- Spanish: Perdona bonita, pero Lucas me quería a mí
- Directed by: Félix SabrosoDunia Ayaso
- Written by: Félix Sabroso; Dunia Ayaso;
- Starring: Jordi Mollá; Pepón Nieto; Roberto Correcher; Lucina Gil; Alonso Caparrós; María Pujalte; Gracia Olayo; Ferrán Rañé; Esperanza Roy;
- Cinematography: Arnaldo Catinari
- Edited by: Miguel Ángel Santamaría
- Music by: Manuel Villalta
- Production companies: Sogetel; Cristal PC;
- Distributed by: Columbia TriStar Films de España
- Release date: 30 January 1997;
- Running time: 92 minutes
- Country: Spain
- Language: Spanish

= Excuse Me Darling, but Lucas Loved Me =

Excuse Me Darling, but Lucas Loved Me (Perdona bonita, pero Lucas me quería a mí) is a 1997 Spanish comedy film directed by Dunia Ayaso and Félix Sabroso in 1997. The film is an ensemble comedy in which the characters exhibited extreme stereotypes, causing some criticism that it exaggerated gay characters, to which the directors responded that heterosexual characters were also exaggerated and based on clichés.

==Synopsis==
Until Lucas appeared in their lives, Dani, Carlos, and Toni led a quiet existence without major concerns.
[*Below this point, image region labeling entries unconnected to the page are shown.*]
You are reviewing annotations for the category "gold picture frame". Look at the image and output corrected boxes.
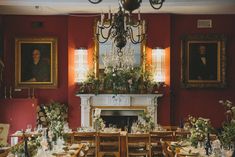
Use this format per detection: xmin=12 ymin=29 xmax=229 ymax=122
xmin=181 ymin=34 xmax=226 ymax=88
xmin=15 ymin=37 xmax=58 ymax=88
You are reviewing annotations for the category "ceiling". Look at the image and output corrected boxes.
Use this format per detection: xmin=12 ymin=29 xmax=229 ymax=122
xmin=0 ymin=0 xmax=235 ymax=15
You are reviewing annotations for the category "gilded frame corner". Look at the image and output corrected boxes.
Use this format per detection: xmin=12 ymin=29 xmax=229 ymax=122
xmin=15 ymin=37 xmax=58 ymax=88
xmin=181 ymin=34 xmax=226 ymax=88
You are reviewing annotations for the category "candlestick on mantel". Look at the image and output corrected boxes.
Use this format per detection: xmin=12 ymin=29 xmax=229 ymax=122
xmin=28 ymin=88 xmax=31 ymax=99
xmin=4 ymin=86 xmax=7 ymax=99
xmin=32 ymin=88 xmax=35 ymax=99
xmin=9 ymin=86 xmax=12 ymax=99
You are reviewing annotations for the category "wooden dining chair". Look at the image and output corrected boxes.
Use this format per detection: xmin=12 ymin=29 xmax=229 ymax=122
xmin=126 ymin=133 xmax=151 ymax=157
xmin=175 ymin=130 xmax=191 ymax=141
xmin=97 ymin=132 xmax=121 ymax=157
xmin=160 ymin=139 xmax=175 ymax=157
xmin=72 ymin=132 xmax=97 ymax=157
xmin=150 ymin=131 xmax=174 ymax=157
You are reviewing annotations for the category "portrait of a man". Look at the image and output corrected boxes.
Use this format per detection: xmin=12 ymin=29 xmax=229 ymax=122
xmin=21 ymin=44 xmax=51 ymax=82
xmin=188 ymin=43 xmax=218 ymax=80
xmin=15 ymin=37 xmax=58 ymax=88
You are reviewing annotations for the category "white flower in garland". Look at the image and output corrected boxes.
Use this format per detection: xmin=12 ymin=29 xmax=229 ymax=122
xmin=44 ymin=101 xmax=68 ymax=140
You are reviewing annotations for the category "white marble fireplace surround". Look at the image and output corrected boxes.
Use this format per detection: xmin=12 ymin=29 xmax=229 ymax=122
xmin=76 ymin=94 xmax=162 ymax=127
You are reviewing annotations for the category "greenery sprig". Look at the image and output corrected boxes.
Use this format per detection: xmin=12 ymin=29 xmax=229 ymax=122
xmin=78 ymin=67 xmax=158 ymax=94
xmin=219 ymin=100 xmax=235 ymax=147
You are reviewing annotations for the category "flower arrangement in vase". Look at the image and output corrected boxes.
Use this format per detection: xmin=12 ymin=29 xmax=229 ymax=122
xmin=93 ymin=108 xmax=105 ymax=131
xmin=184 ymin=115 xmax=213 ymax=147
xmin=44 ymin=101 xmax=68 ymax=141
xmin=219 ymin=100 xmax=235 ymax=148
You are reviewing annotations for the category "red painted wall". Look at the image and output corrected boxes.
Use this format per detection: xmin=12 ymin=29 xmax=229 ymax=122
xmin=0 ymin=99 xmax=38 ymax=134
xmin=171 ymin=15 xmax=235 ymax=127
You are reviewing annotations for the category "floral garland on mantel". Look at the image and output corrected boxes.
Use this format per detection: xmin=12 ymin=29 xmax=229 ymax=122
xmin=78 ymin=67 xmax=160 ymax=94
xmin=44 ymin=101 xmax=68 ymax=141
xmin=219 ymin=100 xmax=235 ymax=148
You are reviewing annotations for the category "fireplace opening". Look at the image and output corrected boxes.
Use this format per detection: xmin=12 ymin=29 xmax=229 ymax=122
xmin=101 ymin=110 xmax=144 ymax=132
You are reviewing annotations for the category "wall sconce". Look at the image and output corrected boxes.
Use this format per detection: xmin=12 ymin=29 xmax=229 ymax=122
xmin=74 ymin=48 xmax=88 ymax=83
xmin=152 ymin=47 xmax=165 ymax=83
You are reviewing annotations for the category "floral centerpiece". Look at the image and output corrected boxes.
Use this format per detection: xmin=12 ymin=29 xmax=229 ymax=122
xmin=184 ymin=116 xmax=213 ymax=147
xmin=93 ymin=108 xmax=105 ymax=131
xmin=44 ymin=101 xmax=68 ymax=141
xmin=10 ymin=137 xmax=41 ymax=156
xmin=219 ymin=100 xmax=235 ymax=147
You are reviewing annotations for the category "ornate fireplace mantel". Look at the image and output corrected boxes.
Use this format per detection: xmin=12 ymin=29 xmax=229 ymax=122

They shared almost everything: the house, housework, dogs, their homosexuality, and debts. The debts finally forced them to rent one of the bedrooms of their apartment. Lucas moved in with his long hair, his charming smile, and his muscular body to completely change the life and direction of their home. Lucas turned up dead but ... Who killed him? All had reasons for doing so, or maybe not.